Individual elements are unaligned. It is good form for vectors to be aligned to the size of their type. For example, a vector of 32-bit float values would have the first byte of the first element start at a 4-byte offset from the start of the message. This can be accomplished by inserting NOP values in the stream before the vector's tag.

Aligning vectors allows deserializer code to optimize vector processing by processing vectors in place. If they are not aligned, then the receiver may need to perform additional work in order to use the vector data. However, serialization, deserialization, and alignment needs can change between applications, so alignment is not strictly required. Standard conformant deserializers should be able to deal with both aligned and unaligned vectors.

Standalone Integer Sizing

For arrays of integers, LiteVectors takes the relatively hands off approach of 'set a datatype and go to town' - all elements are the same size and type.

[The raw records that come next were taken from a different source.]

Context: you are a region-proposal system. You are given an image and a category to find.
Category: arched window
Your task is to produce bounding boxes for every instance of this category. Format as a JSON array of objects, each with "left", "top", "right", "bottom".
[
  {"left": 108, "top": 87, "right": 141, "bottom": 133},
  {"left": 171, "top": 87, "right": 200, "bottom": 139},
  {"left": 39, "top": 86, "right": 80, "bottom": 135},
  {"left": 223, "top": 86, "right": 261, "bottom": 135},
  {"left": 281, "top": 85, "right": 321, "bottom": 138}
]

For standalone integers, however, different environments use different strategies. Some like C allow you to define an 'int' that adapts to the native word size of the hardware. Some JavaScript engines track whether a 'number' is an integer or not, and can fit it into about 2^53. Python 3 implements arbitrarily large integers.

In order to implement a normalized interoperable format and not be wasteful with space, LiteVectors recommends a Goldilocks 'best fit' integer encoding for standalone integers. The rules are simple:

  • Non-negative integers are encoded as unsigned types
  • Negative integers are encoded as signed types
  • Integers are encoded in the smallest type that will hold them (among u8, u16, u32, u64, i8, i16, i32, i64).

By following these rules, most integers are stored relatively efficiently. Additionally, integer format is deterministic even between platforms with normally incompatible integer representations.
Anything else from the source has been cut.